Website tips

Website layout: Use CSS—not tables.

Pre-CSS web pages employed HTML tables in order to create its structure, and even today some web designers still prefer to use tables for layout. However, most web pages use CSS for formatting and layout. Several older HTML tags or attributes previously employed with layout tables are now either obsolete or deprecated, so if they are used, they will show up as being invalid code when examined with an HTML or CSS validator. So, employ appropriate CSS styles for web-page layout.

CSS layout

Most CSS layouts use HTML div elements to separate the web page usually into three sections:

  1. header
  2. container or content
  3. footer

The header usually contains a banner or masthead and, very often, a top-navigation section. The container holds the main content for the web page and sometimes a side-navigation section. The side navigation can serve as a detailed table of contents for the entire website, whereas the top navigation only displays the highest-level subheads (headings). The footer could contain such matter as a copyright notice, some information about the website owner, and various links.

Microsoft Word can automatically convert a DOC or DOCX file to HTML. The resulting HTML file adds a combination of internal and inline CSS to the HTML. The inline CSS code could bloat the file size tremendously if the Word file contains any tables because many individual table cells will contain the needed inline CSS data for formatting purposes. Such a converted HTML file will operate OK in a browser, but the bloat could slow down its display.

An HTML file created by Microsoft Word 2010 will have a different file icon when such an HTML file is viewed in the File Manager in Microsoft Windows. Preferably, use “regular” HTML files instead of Word HTML files for your websites. The copyediting section in this website will demonstrate how to effectively copyedit an existing HTML file with Word 2010 and then manually covert it to a regular HTML file.
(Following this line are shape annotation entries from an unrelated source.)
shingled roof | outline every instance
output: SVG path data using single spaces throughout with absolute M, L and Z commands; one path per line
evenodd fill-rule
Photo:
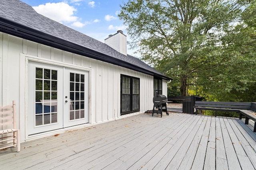
M 171 79 L 139 59 L 38 14 L 18 0 L 0 3 L 0 31 L 62 50 L 167 80 Z

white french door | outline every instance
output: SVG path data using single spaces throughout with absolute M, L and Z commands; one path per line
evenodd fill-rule
M 28 63 L 28 135 L 88 122 L 88 72 Z
M 64 127 L 89 122 L 88 72 L 65 68 Z

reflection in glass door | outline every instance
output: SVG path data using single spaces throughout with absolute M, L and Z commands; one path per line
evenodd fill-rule
M 70 73 L 69 120 L 84 118 L 84 74 Z
M 29 62 L 28 135 L 88 123 L 88 75 Z
M 65 68 L 65 77 L 69 78 L 66 83 L 69 87 L 66 89 L 69 92 L 67 94 L 65 110 L 64 126 L 68 127 L 88 122 L 88 72 Z M 65 90 L 66 91 L 66 90 Z M 68 98 L 68 96 L 69 96 Z M 69 107 L 68 107 L 69 106 Z
M 63 127 L 62 77 L 61 67 L 29 62 L 29 135 Z

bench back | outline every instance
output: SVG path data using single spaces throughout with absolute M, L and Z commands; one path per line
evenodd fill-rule
M 251 102 L 196 101 L 195 106 L 232 109 L 251 109 Z
M 256 111 L 256 103 L 252 103 L 252 105 L 251 105 L 251 110 Z

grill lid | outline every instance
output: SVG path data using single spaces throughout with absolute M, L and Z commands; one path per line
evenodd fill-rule
M 156 95 L 153 98 L 153 102 L 154 105 L 160 106 L 167 102 L 167 98 L 164 95 L 158 94 L 158 92 L 156 92 Z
Add tabs to top navigation using CSS

The top navigation for this website employs tabs that were created by a special CSS method known as the “sliding doors technique.” You can learn how to incorporate these tabs into your own websites by studying the two-part article series: Sliding Doors of CSS by Douglas Bowman. The second article is not linked from the first, so here is the link for Sliding Doors of CSS, Part II.

You can make your own special graphics for the tabs, or you can download a ZIP file on this website that contains the XHTML and graphics files that the author, Douglas Bowman, used in his examples. The website that contains the two articles referenced above—A LIST apart—has over 300 other articles for website design.